Economists cautioned against panic, saying the country is likely to avoid a prolonged downturn. Jeremy Kronick, president of the CD Howe Institute, a non-partisan economic think tank, said: "Whether one chooses to divine the fact that we're in a recession or not really does miss the point. I mean, it, the economy is weak, right?"

For many Canadians, the cost of living is a major worry. Some 61% of respondents told the non-profit Angus Reid Institute research firm in a recent poll that it was their top concern, ahead of housing affordability, crime and US tariffs. Inflation in May was 3.2%, up from 2.8% in April, driven by higher energy prices, notably gasoline prices due to the fallout from the Iran war. That's still down from the post-pandemic highs of 7% or 8% in the summer of 2022.

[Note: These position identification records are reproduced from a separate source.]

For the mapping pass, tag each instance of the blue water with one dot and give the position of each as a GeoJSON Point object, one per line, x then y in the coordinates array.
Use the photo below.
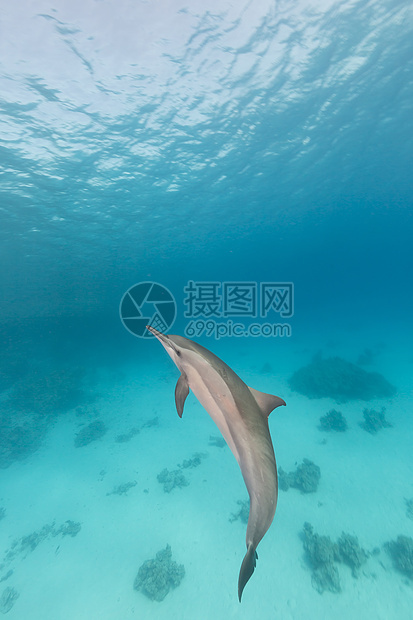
{"type": "Point", "coordinates": [168, 142]}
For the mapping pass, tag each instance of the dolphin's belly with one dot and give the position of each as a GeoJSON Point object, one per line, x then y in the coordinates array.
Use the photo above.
{"type": "Point", "coordinates": [252, 447]}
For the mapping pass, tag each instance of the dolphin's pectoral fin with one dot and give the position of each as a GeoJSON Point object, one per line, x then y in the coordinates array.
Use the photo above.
{"type": "Point", "coordinates": [247, 568]}
{"type": "Point", "coordinates": [266, 402]}
{"type": "Point", "coordinates": [181, 392]}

Paul Kershaw, founder of the generational fairness advocacy group Generation Squeeze and a professor at the University of British Columbia, called rising housing costs a "third kind of inflation" which has led to a boom in equity for current homeowners but has left many, mostly younger people, out of the market. Kershaw said: "It is clear that inflation does cause hurt for a range of people, and that the majority of us see that inflation as we go to a grocery store, we see our energy prices inflate."

Canadian households now carry the largest debt burden among G7 nations. Much of it is driven by mortgage debt, while the rest is consumer credit and other loans. The recent Angus Reid survey indicates that seven-in-10 Canadians describe their current household finances as "good" or "very good", while the 27% who say they are in poor financial shape are also more pessimistic overall about their financial future. A separate survey suggests more than a third of Canadians say the financial aspect of their current living situation is tough or very difficult, rising to 45% among renters.

Canada's unemployment stood at 6.6% in May, while youth unemployment is at 13.4% - the first decline since January but still stubbornly higher than pre-pandemic averages of about 10%. Kershaw added: "We are at a moment where the economy disproportionately isn't working for younger people, and some newcomers of any age." He argues that Carney's plans to make the economy more productive and resilient, which comes with significant investments in infrastructure projects and defence spending, won't help the many Canadians just trying to make ends meet now.

Carney has acknowledged affordability challenges, most recently offering a one-time grocery benefits payment to eligible Canadians. But the prime minister has repeatedly urged patience: "This government's been in the process of laying the foundations for a stronger, more resilient, more independent Canadian economy," Carney said earlier this month.